When you were young, you maybe had a dream. You were going to fly to the moon, pass EC 5, cure cancer. Then, you grew up. You cut your hair, chose your major, changed your outlook. You changed a lot, but did you change your dream?
Many years before junior Marlon Krippendorf, a German exchange student, ever joined Public Harmony, his mother carried him in her arms to his first concert. Four-year-old Marlon watched his father strumming away on the bass, and he determined that he “always wanted to be on the stage and play music as well.”
Marlon explains, “The dreams I had evolved with the life I was living.” His father was a musician, so he wanted to be a musician. He started playing soccer the next year, so he wanted to play professional soccer. He learned from his second-grade teacher on a daily basis, so he wanted to teach, too. Still, he acknowledges, “I was always aware where the boundaries were.” His best friend routinely beat him in soccer, so he retired his dream of hoisting the World Cup trophy. He comments, “At some point, I realized that I wouldn’t be able to and didn’t want to.” Shortly thereafter, he set aside his desire to become a rock star. In his characteristically modest manner, Marlon remarks, “I always did fairly well in school, and I decided to continue with that.”

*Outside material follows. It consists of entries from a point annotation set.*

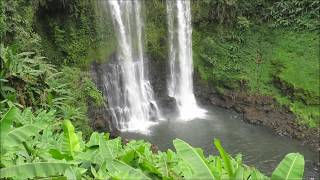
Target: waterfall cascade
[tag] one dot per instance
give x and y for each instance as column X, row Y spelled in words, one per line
column 180, row 81
column 130, row 95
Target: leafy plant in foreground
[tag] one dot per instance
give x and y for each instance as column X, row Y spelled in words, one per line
column 34, row 150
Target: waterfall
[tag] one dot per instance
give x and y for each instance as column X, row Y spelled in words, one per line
column 130, row 95
column 180, row 81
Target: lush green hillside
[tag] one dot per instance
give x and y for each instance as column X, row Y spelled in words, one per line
column 46, row 47
column 262, row 47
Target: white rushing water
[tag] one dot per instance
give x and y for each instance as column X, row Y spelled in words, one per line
column 180, row 83
column 130, row 95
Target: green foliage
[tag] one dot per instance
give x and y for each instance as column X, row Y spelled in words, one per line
column 70, row 144
column 291, row 167
column 103, row 158
column 28, row 81
column 263, row 61
column 297, row 13
column 33, row 170
column 225, row 157
column 194, row 160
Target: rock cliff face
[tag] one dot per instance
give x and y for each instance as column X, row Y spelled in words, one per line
column 255, row 109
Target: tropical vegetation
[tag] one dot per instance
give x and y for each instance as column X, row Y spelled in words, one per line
column 45, row 85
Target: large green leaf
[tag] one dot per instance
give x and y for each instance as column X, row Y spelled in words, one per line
column 31, row 170
column 22, row 134
column 105, row 151
column 225, row 157
column 119, row 169
column 7, row 120
column 193, row 159
column 71, row 142
column 290, row 168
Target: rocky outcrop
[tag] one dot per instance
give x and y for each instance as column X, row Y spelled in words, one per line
column 260, row 110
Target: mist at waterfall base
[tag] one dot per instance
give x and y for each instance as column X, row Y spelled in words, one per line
column 135, row 112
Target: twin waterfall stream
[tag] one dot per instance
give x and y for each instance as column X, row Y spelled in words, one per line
column 130, row 96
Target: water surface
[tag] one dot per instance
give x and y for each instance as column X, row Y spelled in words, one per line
column 259, row 146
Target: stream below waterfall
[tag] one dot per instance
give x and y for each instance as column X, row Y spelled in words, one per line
column 259, row 146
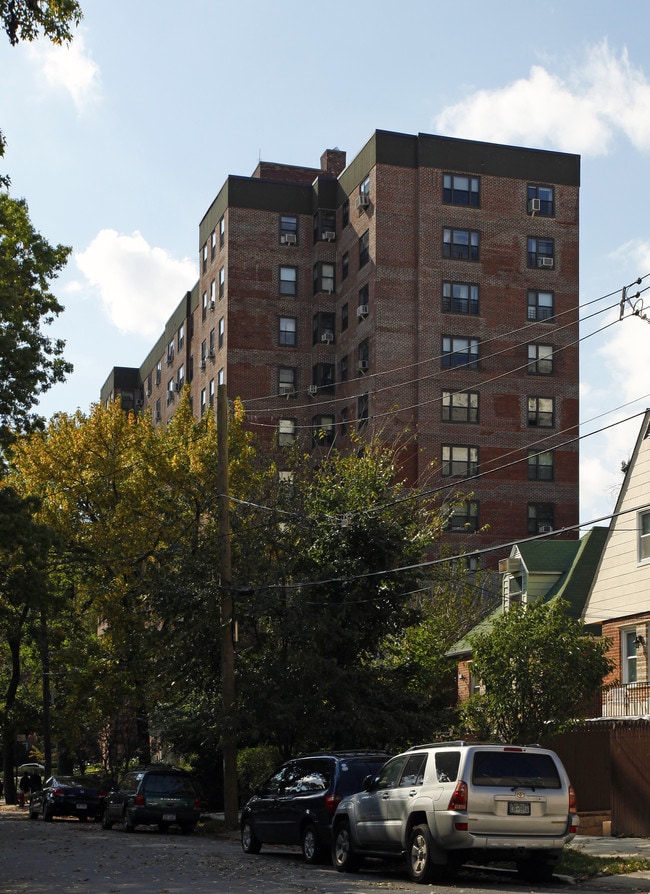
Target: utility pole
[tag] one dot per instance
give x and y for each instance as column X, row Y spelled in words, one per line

Upon graduating from high school, two notable occurrences transpired in tandem. He says, “I realized that the studies required to become a teacher wouldn’t allow me to dig deeper into the field I’m interested in.” Simultaneously, he traveled to Paris to spend a year as an ambassador in the Franco-German Youth Office. As a boy, Marlon always knew where his boundaries were, but in France, Marlon recognized that he hopes the member states of the European Union (EU) look past theirs. He recalls, “I had the feeling that as long as you work towards a common goal and try to understand the viewpoints of the other party, you can actually create a sense of group spirit which transcends national borders.”
Of course, airplanes just fly over national borders, which is how Marlon arrived in America this year with the objective of “gaining insight into the American culture.” At Tufts, Marlon has participated in several competitions with Tufts Ballroom Dance Team, but he did the most meaningful dancing of his life four years ago outside of the EU Parliament in Strasbourg, France. With his fellow youth ambassadors from across the continent, Marlon had spent his day discussing ways to cultivate a shared European identity, and he describes, “There was a huge crowd of all these people you’ve discussed EU ideals and the future with, and in the evening, you were just celebrating with them in front of a stage, dancing to the same music.”
They spoke in different languages, but they danced on common ground. Now, when asked about his future career, Marlon declares in English, “Why not aim big? Why not say member of the EU Parliament?” Marlon has talked the talk, and he’s eager to waltz the waltz.